Oprah primed for ABC

Winfrey sells two reality shows to network

The queen of daytime is headed for primetime.

Oprah Winfrey has sold a pair of reality skeins to ABC via her Harpo Prods. banner. Despite her involvement in everything from magazine publishing to satellite radio, projects rep the first time Winfrey has attached her name to a weekly primetime series.

Skeins are the first productions to emerge from Harpo’s recently formed TV development group, headed by exec VPs Ellen Rakieten and Harriet Seitler.

Winfrey will appear in at least one of the two shows. It’s unclear if she’ll host either.

Deal reps a major coup for ABC Entertainment prexy Steve McPherson and alternative topper Andrea Wong. For years, ABC execs have subtly tried to woo Winfrey to primetime — but have had to accept her decision to produce only specials and a handful of highly rated “Oprah Winfrey Presents” movies and minis.

“Oprah Winfrey getting into series TV is monumental,” McPherson said. “These two shows are a perfect fit for our alternative brand, with their focus on wish fulfillment and making lives better.”

First project, dubbed “Oprah Winfrey’s The Big Give,” has an eight-episode order from ABC. Skein follows a group of 10 people who will be handed money and resources — and then challenged to find dramatic and emotional ways to use the coin to help others.

Contestant field will be winnowed down each week, with the winner getting his or her wildest wish granted.

ABC also is teaming with Harpo on the tentatively titled “Your Money or Your Life.” Each self-contained episode will focus on a family facing a crisis.

An “action team” will move in and give the family a total money and life makeover.

ABC is developing the projects with Harpo’s Chi-based TV development group, which Winfrey launched in September.

Seitler and Rakieten said Winfrey decided to get into the reality business herself after years of watching others “borrow” ideas from her show.

“Everybody and their brother would call us asking for tapes of our shows, and we’d send out the tapes,” Rakieten said. “The next thing you know, just about every reality show that had a soul would have a kernel of daytime television in it.”

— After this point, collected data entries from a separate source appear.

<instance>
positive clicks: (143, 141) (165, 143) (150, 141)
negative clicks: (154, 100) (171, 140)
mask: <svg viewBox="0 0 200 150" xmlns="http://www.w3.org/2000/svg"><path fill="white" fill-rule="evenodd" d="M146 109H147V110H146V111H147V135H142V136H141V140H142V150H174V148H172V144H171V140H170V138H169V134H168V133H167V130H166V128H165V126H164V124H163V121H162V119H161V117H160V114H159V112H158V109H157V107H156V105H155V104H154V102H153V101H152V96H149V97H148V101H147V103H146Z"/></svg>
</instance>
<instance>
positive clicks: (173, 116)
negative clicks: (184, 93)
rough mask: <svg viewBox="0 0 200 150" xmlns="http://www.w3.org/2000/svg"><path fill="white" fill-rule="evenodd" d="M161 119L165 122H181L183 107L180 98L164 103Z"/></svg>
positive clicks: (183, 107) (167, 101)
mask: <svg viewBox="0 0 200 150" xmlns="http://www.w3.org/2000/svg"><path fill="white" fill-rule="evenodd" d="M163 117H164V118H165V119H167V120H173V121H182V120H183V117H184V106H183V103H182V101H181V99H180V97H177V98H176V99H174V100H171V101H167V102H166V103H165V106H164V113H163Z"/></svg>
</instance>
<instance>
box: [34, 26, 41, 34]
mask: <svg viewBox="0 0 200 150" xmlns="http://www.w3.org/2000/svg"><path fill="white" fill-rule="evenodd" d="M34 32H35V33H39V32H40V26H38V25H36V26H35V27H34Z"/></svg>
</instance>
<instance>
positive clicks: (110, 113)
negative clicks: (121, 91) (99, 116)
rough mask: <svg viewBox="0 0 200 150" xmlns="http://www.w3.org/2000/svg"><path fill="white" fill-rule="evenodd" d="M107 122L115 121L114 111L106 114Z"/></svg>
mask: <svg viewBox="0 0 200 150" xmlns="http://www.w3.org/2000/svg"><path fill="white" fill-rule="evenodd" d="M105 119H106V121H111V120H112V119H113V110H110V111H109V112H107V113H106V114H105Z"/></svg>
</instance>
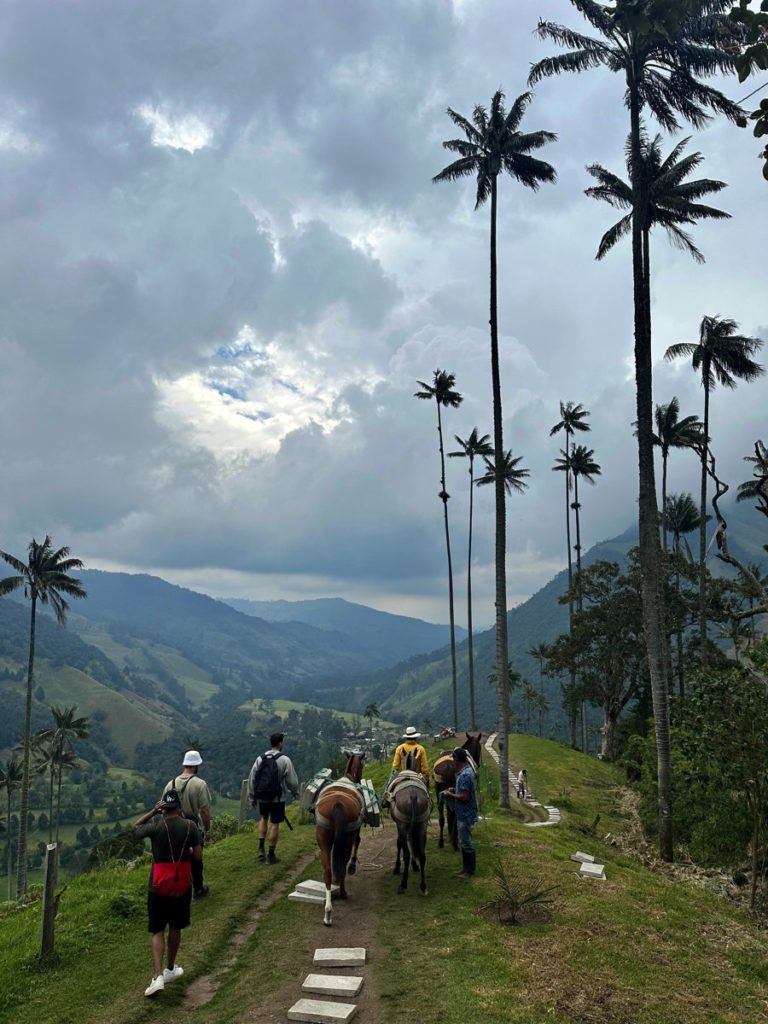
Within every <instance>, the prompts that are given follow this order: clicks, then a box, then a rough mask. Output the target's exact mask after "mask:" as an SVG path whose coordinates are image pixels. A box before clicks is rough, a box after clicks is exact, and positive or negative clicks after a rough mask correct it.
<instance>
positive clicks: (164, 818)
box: [163, 815, 191, 864]
mask: <svg viewBox="0 0 768 1024" xmlns="http://www.w3.org/2000/svg"><path fill="white" fill-rule="evenodd" d="M163 824H164V825H165V830H166V835H167V836H168V849H169V850H170V852H171V863H172V864H175V863H176V861H177V860H181V856H182V854H183V852H184V850H185V849H186V845H187V843H188V840H189V828H190V827H191V821H190V820H189V819H188V818H187V819H186V836H184V842H183V843H182V844H181V852H180V853H179V855H178V857H174V856H173V842H172V840H171V833H170V830H169V828H168V822H167V821H166V818H165V815H163Z"/></svg>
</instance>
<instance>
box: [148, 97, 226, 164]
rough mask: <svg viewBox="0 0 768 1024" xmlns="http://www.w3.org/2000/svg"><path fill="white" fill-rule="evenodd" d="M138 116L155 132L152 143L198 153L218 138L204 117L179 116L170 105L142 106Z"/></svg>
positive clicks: (173, 148)
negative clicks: (215, 134) (163, 145)
mask: <svg viewBox="0 0 768 1024" xmlns="http://www.w3.org/2000/svg"><path fill="white" fill-rule="evenodd" d="M136 114H137V115H138V117H139V118H140V119H141V120H142V121H143V122H144V123H145V124H146V125H147V126H148V127H150V128H151V129H152V144H153V145H167V146H169V147H170V148H171V150H185V151H186V152H187V153H197V151H198V150H203V148H205V147H206V146H207V145H211V144H212V142H213V139H214V127H213V125H212V124H211V123H210V120H207V119H206V118H204V117H202V116H201V115H200V114H177V113H175V112H174V111H173V110H172V109H171V106H170V105H169V104H167V103H159V104H154V103H148V102H145V103H140V104H139V105H138V108H137V109H136Z"/></svg>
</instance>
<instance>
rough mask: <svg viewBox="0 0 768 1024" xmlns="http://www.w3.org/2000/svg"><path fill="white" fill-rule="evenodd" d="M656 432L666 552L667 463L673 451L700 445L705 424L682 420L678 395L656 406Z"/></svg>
mask: <svg viewBox="0 0 768 1024" xmlns="http://www.w3.org/2000/svg"><path fill="white" fill-rule="evenodd" d="M655 421H656V432H655V433H654V434H653V443H654V444H655V445H656V446H657V447H659V449H660V450H662V509H663V510H665V514H663V515H662V522H663V524H664V550H665V551H666V550H667V531H668V529H667V516H666V509H667V461H668V459H669V457H670V451H671V450H672V449H683V447H688V449H689V447H693V445H695V444H700V443H701V439H702V435H701V432H702V429H703V424H702V423H701V421H700V420H699V419H698V417H697V416H685V417H683V419H682V420H681V419H680V402H679V401H678V398H677V395H675V396H673V399H672V401H671V402H670V403H669V404H668V406H656V412H655Z"/></svg>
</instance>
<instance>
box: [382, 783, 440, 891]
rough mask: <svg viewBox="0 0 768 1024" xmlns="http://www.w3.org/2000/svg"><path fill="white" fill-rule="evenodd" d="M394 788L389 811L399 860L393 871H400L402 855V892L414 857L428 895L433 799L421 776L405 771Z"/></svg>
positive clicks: (407, 877) (397, 856) (421, 890)
mask: <svg viewBox="0 0 768 1024" xmlns="http://www.w3.org/2000/svg"><path fill="white" fill-rule="evenodd" d="M394 783H395V784H394V786H393V787H392V790H391V791H390V798H389V813H390V815H391V816H392V820H393V821H394V822H395V824H396V825H397V860H396V862H395V865H394V871H393V872H392V873H393V874H399V873H400V855H402V865H403V867H402V880H401V882H400V886H399V889H398V892H401V893H404V892H406V889H407V888H408V872H409V868H410V866H411V862H412V860H413V864H414V870H417V869H418V870H420V871H421V891H422V895H423V896H426V895H427V883H426V880H425V878H424V871H425V868H426V863H427V824H428V822H429V815H430V814H431V812H432V798H431V797H430V795H429V790H428V788H427V787H426V785H425V784H424V782H423V780H422V778H421V775H419V774H417V773H416V772H412V771H403V772H400V774H399V775H398V776H397V777H396V779H395V780H394Z"/></svg>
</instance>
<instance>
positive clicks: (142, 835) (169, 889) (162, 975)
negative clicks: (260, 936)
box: [133, 791, 203, 995]
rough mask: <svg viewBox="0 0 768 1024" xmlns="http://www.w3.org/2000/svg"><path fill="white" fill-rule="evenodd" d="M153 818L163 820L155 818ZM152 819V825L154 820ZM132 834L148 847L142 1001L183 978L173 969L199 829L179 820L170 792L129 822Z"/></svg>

Indeed, one of ABC’s biggest reality shows — “Extreme Makeover: Home Edition” — is the sort of pay-it-back fare that one could easily imagine existing as an episode of “Oprah.”

Not surprisingly, Harpo isn’t planning to delve into the sometimes salacious or mean-spirited territory unscripted producers often occupy. For example, while there will be eliminations on “The Big Give,” contestants won’t be humiliated in the process.

“There’s not going to be any losers on a Harpo show,” Seitler said. “Nobody’s going to be treated in a mean way.”

Harpo plans to split production of the skeins between Chicago and Los Angeles. That likely means bringing in some producers from outside the Harpo fold to supplement the work producers in Chi perform.

“We’ll be supervising, bringing in whatever resources we need to make the shows great,” Seitler said.

Execs said there’s no firm timetable on when the two shows will launch or which will air first. What is certain: The TV production group plans to be active in all types of programming.

“We’re starting to open the door in all sorts of arenas, from scripted and unscripted to digital,” Rakieten said. “We’re open for business in any area that’s within the mission statement for Harpo and the Oprah brand.”

While ABC and Harpo have had a close relationship over the years –thanks, in part, to the fact that her syndie skein airs on many ABC-owned stations and affils — execs at Harpo said they plan to talk to all nets.

“We want to build relationships everywhere,” Seitler said.

Early projects in development clearly reflect the influence of past “Oprah Winfrey” episodes. Indeed, “The Big Give” is similar in theme to a recent two-part Winfrey event in which the host gave audience members $1,000 gift cards and then challenged them to find dramatic ways to help us many people as possible.

However, “That show wasn’t the only tipping point,” Seitler said. “This is an amalgamation of many ideas we’ve done on the show.”